Consider the first chapter, which I will start again tomorrow. I wrote the first draft a year ago and planned it on a large seminar table. The structure is there, but not finished.
My first instinct is to read it all, try to figure out the structure, write it out, make a plan, and then implement the plan and see where it goes from there. But experience tells me it’s going to be slow, with a lot of procrastination, repetition, and trying to work out the point.
I’m not going to try to plan it or figure it out, instead I’m going to work with what’s there and let the structure emerge.
Perhaps a metaphor will help.
Think of a chapter as a stone wall.
A stonemason knows their material, they know the shape of the wall they’re trying to build; they know its dimensions and all that. But to actually build the wall, they have to build it. That’s the work. The work (and the skill) is in choosing from the stones that are available, and putting them all together in a way that works. The trick is in the craft of how the wall emerges. If the wall is built well, it is because the stones fit. If they fit, it’s because of the iterative, skilled work of making them fit.

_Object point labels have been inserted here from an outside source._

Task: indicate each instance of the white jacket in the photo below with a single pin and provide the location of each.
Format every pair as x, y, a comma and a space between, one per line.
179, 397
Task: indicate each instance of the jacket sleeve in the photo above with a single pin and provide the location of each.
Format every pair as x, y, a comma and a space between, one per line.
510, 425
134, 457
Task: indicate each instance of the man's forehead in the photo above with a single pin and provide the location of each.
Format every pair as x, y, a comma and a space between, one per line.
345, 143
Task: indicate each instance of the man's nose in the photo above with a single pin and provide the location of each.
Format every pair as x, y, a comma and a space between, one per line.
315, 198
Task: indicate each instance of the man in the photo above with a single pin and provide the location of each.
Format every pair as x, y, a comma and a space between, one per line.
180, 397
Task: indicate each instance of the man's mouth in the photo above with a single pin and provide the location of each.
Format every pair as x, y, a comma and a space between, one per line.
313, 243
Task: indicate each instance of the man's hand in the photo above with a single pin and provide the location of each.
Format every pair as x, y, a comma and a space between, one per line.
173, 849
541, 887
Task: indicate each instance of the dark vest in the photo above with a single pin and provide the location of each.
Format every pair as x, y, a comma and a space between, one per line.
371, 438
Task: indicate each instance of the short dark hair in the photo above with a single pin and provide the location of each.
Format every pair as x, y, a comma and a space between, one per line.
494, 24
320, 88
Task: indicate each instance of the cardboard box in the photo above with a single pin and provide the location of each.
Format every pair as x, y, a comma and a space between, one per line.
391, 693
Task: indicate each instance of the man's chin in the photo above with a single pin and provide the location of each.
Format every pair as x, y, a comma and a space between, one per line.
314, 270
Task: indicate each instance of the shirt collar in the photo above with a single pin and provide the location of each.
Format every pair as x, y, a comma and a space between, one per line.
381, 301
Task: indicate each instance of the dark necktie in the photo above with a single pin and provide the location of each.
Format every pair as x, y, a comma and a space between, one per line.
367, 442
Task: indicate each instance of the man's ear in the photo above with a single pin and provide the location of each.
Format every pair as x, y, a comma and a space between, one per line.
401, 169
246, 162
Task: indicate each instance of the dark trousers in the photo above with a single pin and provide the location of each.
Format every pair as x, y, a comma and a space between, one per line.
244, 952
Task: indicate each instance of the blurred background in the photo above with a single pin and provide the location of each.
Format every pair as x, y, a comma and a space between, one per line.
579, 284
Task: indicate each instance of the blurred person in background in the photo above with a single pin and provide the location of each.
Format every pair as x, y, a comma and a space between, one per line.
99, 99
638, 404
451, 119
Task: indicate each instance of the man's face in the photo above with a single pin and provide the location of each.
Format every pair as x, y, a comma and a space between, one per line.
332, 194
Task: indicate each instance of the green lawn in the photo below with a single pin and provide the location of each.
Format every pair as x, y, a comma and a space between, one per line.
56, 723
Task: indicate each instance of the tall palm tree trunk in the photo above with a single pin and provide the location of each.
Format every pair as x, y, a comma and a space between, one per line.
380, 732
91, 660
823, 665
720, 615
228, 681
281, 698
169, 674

I think that’s how walls are built, mind you. I only know a little, from watching a basement wall being repaired.
But this diary is about writing. How does the metaphor fit? To work on this chapter, I know a few things. It’s subject (fieldwork) and topic (field notes), and the argument is that research is improvisational. With that in mind, I need to spend a few weeks editing what I’ve done for this section to see how the structure emerges.
It is through working and reworking and making things fit that the structure will emerge.
This way of working is not fast or efficient per se. But it’s the work. The work is the revision, and through the revision the order is found.